Andrew Knoll

Life on a Young Planet

We can explain the similarities between humans and chimps by descent from a common ancestor that possessed the various features the two groups share. Their differences have arisen since they diverged. This makes the paleontological prediction that the oldest fossils of humanlike primates should resemble the last common ancestor of chimps and humans more closely than modern people do; the features that make us distinctly human should appear only in younger fossils of our lineage. The fossil record of human ancestry is notoriously sketchy, but skeletal remains unearthed in Africa and Asia confirm this prediction. (Note that there is no expectation that successively older members of our lineage should close in on chimp morphology. Humans didn't descend from chimpanzees; humans and chimps both diverged from a common ancestor that was neither Homo nor Pan.)

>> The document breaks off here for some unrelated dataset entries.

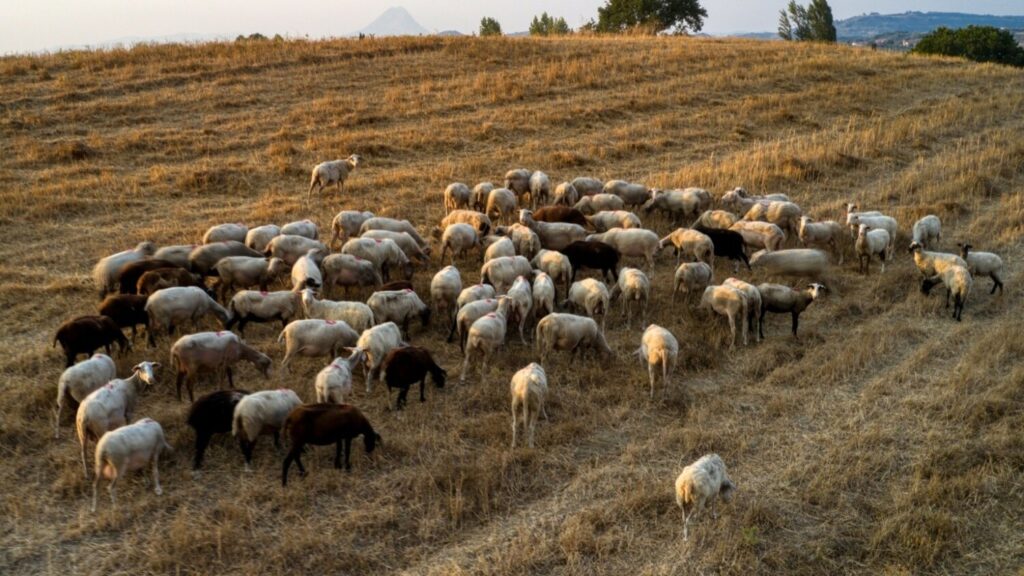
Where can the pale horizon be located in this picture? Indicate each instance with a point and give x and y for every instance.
(51, 25)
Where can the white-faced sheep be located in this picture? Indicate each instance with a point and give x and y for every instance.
(332, 172)
(80, 380)
(529, 389)
(126, 449)
(659, 350)
(699, 484)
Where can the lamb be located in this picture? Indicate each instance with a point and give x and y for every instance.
(111, 406)
(399, 306)
(691, 278)
(80, 380)
(210, 353)
(568, 332)
(406, 366)
(871, 242)
(696, 245)
(261, 413)
(246, 272)
(212, 414)
(501, 205)
(171, 306)
(445, 287)
(780, 299)
(634, 242)
(605, 220)
(699, 484)
(347, 223)
(322, 424)
(658, 348)
(599, 202)
(250, 305)
(983, 263)
(460, 239)
(105, 273)
(332, 172)
(224, 233)
(356, 315)
(817, 234)
(633, 286)
(730, 302)
(315, 337)
(334, 382)
(257, 238)
(529, 388)
(86, 333)
(957, 281)
(127, 449)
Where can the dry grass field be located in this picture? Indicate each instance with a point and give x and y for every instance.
(890, 440)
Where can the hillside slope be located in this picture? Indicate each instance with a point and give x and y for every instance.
(886, 441)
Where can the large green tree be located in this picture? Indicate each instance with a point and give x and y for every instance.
(656, 15)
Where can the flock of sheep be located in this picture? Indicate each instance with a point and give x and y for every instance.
(534, 240)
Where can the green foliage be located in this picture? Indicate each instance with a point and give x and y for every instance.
(549, 26)
(979, 43)
(489, 27)
(654, 15)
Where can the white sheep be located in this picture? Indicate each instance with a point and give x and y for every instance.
(108, 270)
(127, 449)
(699, 484)
(658, 348)
(111, 406)
(529, 388)
(80, 380)
(332, 172)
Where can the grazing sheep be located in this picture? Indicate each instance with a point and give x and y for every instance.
(691, 278)
(871, 242)
(334, 382)
(782, 299)
(957, 281)
(730, 302)
(171, 306)
(212, 414)
(406, 366)
(347, 223)
(315, 337)
(261, 413)
(250, 305)
(658, 348)
(699, 484)
(86, 333)
(983, 263)
(399, 306)
(568, 332)
(332, 172)
(80, 380)
(696, 245)
(210, 353)
(107, 271)
(111, 406)
(633, 286)
(126, 449)
(322, 424)
(235, 232)
(529, 388)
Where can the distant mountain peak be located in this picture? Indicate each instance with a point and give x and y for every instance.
(393, 22)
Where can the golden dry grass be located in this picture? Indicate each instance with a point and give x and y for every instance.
(887, 442)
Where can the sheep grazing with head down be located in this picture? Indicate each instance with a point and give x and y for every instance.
(126, 449)
(332, 172)
(529, 388)
(699, 484)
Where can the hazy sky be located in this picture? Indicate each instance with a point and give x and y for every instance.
(40, 25)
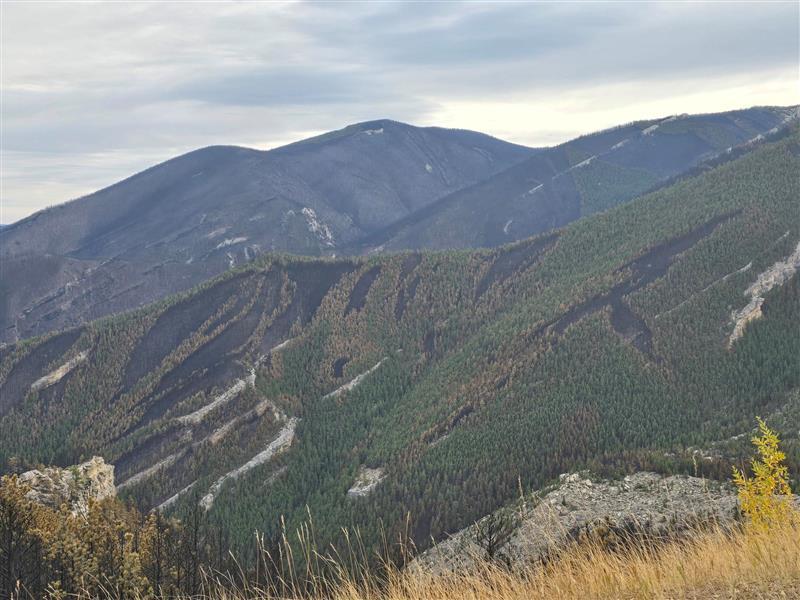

Not all shared features are equally helpful in determining 'propinquity of descent' (another delightful Darwinism). For example, birds, bats, and the extinct pterosaurs all sport wings, but their wings have different skeletal structures, and many other features show that these air-borne animals are not closely related. Wings evolved independently in each group as an adaptation for flight; in the parlance of systematic biology, these features are convergent. Only features that are shared because of common ancestry (homologies, in evolution-speak) can be used to assess evolutionary relationships. In practice, we don't always know whether similar features are convergent or homologous and so rely on sophisticated computer algorithms to sort out large sets of comparative biological data.

It is relatively easy to see how morphological characteristics might be used to articulate a hypothesis of evolutionary relatedness, or phylogeny, for all primates, all mammals, or even all vertebrate animals. We can also grant that an expert, at least, could do the same for mollusks or arthropods. But how can we place mollusks, arthropods, and vertebrates within a greater evolutionary tree of all animals? And, much harder, how can we reconstruct the whole of Darwin's great Tree of Life, a phylogeny that encompasses all living things?